As a matter of fact, the filters of the Stereo Echo were designed for this warm, tape-like sound - nothing like the cold feeling of a digital unit.
The stereo effect of the SE is unique: the left channel delay is always equal to 3/5 of the right channel delay. This ratio was introduced to avoid taps overlapping: the echoes interleave from left to right and right to left without crossing path.
This special feature allows the Stereo Echo sounding a little like a reverb - something that no classic delay can do.
Inside the Module
Just like the Stereo Chorus and the Chorus/Delay, the Rockman Stereo Echo includes the compandor noise reduction circuit.

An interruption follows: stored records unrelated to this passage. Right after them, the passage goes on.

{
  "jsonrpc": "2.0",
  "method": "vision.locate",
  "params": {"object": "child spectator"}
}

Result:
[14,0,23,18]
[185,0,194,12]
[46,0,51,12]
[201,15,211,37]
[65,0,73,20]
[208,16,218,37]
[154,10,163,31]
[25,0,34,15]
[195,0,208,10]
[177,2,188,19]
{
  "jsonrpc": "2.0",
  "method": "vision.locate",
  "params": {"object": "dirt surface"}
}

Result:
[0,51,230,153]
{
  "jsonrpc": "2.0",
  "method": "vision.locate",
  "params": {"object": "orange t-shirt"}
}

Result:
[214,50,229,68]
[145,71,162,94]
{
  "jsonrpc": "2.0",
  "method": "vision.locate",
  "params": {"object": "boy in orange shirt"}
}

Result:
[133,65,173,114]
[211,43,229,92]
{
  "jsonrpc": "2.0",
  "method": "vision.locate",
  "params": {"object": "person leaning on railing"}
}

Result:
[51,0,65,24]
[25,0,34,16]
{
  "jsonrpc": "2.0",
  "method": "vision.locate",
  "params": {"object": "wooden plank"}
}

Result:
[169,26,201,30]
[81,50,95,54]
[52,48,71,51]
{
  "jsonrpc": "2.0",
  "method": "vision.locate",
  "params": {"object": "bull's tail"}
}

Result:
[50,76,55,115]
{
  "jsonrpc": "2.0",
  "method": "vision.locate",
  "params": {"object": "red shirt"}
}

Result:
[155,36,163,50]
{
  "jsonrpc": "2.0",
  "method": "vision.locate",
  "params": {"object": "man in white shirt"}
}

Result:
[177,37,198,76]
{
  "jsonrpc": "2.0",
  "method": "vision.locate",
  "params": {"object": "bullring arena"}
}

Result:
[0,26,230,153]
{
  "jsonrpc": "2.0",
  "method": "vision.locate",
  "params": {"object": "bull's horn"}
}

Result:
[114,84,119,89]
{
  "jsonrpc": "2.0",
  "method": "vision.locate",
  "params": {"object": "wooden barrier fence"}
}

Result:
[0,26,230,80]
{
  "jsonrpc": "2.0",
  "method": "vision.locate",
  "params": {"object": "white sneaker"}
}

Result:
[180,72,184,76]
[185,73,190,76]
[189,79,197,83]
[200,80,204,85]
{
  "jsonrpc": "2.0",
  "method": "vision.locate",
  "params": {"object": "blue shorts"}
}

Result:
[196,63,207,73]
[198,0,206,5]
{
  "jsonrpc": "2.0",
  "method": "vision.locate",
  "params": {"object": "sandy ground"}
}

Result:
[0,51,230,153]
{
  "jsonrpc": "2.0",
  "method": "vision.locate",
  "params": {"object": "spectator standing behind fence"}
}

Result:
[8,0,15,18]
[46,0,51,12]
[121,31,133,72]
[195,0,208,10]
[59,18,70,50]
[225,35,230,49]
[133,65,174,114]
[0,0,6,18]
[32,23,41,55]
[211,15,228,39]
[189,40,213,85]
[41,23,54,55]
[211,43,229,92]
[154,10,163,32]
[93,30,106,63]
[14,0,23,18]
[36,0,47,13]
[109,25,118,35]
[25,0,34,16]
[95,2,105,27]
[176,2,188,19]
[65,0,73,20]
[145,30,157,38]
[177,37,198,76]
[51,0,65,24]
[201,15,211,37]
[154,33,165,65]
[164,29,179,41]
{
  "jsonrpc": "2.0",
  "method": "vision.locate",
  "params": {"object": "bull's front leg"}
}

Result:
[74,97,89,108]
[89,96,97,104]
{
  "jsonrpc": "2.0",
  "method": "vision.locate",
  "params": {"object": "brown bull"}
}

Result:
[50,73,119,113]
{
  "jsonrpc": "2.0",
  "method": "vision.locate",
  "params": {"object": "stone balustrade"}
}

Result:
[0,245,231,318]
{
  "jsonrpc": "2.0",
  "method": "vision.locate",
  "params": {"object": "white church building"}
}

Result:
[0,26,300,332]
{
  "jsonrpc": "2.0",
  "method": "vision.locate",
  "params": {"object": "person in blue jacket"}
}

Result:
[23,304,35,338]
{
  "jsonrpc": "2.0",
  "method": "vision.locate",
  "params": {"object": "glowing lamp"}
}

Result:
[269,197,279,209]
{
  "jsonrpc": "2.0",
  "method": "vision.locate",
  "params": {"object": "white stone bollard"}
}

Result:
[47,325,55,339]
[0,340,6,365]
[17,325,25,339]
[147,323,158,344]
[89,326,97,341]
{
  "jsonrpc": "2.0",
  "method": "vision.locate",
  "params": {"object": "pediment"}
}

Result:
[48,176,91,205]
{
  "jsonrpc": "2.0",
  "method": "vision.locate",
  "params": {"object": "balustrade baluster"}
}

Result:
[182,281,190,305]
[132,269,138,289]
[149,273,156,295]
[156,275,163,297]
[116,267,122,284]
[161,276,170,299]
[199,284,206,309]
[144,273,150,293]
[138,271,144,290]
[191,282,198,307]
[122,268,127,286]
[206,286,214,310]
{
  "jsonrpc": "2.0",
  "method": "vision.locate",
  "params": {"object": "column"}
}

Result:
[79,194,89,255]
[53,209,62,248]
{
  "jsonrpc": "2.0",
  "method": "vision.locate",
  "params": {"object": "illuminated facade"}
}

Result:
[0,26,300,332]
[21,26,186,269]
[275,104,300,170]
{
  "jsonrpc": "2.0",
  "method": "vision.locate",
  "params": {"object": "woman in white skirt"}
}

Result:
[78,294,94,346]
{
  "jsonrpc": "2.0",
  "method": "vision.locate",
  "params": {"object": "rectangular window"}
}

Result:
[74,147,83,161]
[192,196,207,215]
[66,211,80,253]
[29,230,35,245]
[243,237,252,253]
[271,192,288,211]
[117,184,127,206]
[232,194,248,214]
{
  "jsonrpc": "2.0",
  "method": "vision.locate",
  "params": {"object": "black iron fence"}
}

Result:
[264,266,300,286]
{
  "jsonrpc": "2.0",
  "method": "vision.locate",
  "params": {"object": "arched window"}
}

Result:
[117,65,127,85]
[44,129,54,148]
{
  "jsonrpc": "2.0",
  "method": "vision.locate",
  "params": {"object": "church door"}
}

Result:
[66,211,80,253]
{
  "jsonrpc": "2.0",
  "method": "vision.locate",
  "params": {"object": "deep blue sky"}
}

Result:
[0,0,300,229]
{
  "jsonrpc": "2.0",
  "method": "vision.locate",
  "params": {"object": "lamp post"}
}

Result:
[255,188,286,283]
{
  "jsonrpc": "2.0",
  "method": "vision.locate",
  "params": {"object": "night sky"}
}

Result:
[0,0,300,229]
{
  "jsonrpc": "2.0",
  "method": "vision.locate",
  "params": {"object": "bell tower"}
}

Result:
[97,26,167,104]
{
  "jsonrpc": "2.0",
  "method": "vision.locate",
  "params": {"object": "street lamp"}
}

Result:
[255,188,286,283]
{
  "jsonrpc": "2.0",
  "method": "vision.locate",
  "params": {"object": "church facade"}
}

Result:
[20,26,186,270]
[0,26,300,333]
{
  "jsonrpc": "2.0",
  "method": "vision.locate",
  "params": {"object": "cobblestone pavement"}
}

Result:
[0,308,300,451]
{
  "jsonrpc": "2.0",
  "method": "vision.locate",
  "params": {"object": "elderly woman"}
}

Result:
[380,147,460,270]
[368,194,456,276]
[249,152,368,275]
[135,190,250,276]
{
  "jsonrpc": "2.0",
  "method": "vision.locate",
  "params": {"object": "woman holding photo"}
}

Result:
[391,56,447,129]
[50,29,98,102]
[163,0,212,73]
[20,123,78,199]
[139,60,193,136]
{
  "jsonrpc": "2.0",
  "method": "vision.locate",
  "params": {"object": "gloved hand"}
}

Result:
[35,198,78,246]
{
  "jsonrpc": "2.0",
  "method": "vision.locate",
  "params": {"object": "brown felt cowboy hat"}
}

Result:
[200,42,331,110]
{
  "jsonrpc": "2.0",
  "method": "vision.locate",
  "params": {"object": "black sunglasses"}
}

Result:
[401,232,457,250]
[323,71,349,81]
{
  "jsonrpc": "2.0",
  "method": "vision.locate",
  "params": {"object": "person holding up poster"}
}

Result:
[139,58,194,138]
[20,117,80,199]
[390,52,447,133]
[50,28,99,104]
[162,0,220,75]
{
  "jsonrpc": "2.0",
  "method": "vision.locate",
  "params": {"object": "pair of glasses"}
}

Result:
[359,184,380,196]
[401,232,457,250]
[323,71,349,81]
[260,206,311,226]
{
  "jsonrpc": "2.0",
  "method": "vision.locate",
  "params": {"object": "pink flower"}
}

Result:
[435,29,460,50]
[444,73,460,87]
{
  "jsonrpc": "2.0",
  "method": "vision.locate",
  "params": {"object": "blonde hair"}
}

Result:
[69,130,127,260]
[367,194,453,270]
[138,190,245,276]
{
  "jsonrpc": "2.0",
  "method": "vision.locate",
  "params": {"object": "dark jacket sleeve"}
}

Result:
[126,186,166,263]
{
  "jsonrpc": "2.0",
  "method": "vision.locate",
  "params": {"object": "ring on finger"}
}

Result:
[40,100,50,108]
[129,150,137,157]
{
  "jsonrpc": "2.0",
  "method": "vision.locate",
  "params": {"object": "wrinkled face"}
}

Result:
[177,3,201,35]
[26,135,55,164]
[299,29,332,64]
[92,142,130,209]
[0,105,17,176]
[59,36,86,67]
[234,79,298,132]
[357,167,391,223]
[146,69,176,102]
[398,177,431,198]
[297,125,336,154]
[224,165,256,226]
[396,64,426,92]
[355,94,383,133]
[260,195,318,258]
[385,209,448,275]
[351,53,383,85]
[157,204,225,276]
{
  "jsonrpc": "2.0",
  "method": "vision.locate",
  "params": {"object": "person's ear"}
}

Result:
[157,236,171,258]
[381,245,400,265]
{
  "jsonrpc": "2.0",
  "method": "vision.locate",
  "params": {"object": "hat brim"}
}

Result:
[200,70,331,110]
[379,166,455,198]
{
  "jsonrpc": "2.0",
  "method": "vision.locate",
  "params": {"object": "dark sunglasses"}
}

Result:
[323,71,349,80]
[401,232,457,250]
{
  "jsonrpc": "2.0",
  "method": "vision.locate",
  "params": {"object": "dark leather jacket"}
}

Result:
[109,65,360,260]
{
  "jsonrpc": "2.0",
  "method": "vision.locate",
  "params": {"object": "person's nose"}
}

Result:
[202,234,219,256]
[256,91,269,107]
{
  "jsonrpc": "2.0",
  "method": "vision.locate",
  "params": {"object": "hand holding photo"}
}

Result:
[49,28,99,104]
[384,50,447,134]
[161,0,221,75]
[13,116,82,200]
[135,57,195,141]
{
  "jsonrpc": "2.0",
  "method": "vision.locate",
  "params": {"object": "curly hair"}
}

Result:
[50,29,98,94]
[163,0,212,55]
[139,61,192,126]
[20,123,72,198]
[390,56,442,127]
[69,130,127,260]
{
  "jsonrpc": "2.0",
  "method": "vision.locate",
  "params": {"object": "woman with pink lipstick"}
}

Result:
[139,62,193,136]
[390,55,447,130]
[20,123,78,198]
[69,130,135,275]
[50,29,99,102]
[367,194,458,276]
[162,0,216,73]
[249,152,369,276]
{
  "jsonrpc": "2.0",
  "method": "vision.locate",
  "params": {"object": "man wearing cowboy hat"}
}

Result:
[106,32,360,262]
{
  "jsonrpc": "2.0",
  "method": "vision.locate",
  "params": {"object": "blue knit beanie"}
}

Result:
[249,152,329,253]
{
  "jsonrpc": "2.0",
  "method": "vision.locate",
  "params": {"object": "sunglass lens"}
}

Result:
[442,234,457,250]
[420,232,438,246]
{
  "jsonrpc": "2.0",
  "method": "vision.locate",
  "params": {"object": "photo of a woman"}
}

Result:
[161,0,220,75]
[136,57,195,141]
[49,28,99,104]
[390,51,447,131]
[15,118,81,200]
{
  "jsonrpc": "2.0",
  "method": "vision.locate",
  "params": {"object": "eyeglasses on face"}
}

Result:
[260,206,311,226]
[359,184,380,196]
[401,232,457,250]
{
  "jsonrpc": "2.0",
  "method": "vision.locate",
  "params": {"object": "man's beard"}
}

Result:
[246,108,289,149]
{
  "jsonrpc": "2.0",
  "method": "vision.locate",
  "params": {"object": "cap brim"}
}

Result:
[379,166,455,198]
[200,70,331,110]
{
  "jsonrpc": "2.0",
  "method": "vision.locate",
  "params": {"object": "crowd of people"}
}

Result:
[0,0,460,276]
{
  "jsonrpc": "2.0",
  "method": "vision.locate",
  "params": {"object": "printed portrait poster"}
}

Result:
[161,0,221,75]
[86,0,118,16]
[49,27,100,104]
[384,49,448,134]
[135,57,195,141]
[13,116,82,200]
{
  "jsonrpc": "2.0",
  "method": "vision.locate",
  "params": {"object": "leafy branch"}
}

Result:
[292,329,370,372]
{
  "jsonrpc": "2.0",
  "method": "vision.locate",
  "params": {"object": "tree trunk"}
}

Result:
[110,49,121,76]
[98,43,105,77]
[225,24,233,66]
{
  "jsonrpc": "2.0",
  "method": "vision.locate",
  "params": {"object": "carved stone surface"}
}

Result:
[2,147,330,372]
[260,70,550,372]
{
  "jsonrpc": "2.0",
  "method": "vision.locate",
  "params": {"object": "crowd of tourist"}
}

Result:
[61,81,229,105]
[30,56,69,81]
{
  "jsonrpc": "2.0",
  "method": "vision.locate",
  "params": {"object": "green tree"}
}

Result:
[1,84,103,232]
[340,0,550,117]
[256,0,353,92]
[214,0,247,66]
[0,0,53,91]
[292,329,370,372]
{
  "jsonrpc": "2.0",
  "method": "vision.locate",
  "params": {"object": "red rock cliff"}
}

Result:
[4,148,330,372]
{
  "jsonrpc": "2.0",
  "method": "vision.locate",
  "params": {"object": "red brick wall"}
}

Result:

This is one of the key features that make it sound clean, when the common analog delays are fairly noisy at long delay settings.
There are four BBD chips inside the Stereo Echo, which are connected in series. The Left Channel - short delay - is picked up after the third chip, and the last chip provides an extra delay for the Right Channel.
The following chart is a simplified diagram of the Rockman Stereo Echo's structure. The right input channel is left untouched, and is mixed towards two outputs with the original left channel, the short delay and the long delay to achieve the desired stereo image.
The output mixer, apart from the same mono-to-wide switches as in the Chorus units, has a three positions switch to select three patterns:
Usage, samples and limitations
The Rockman Stereo Echo has very rich features, and a guitarist will certainly never find the limits of the unit: from discrete slap-backs to huge walls of sound, the Stereo Echo will meet his requirements.
Collectibility and conclusion
The Stereo Echo is becoming difficult to catch at a decent price. It was produced in the same quantity as the Stereo Chorus - approximately 6700 units - but people who can buy one do keep it, and a lot of collectors own several of them.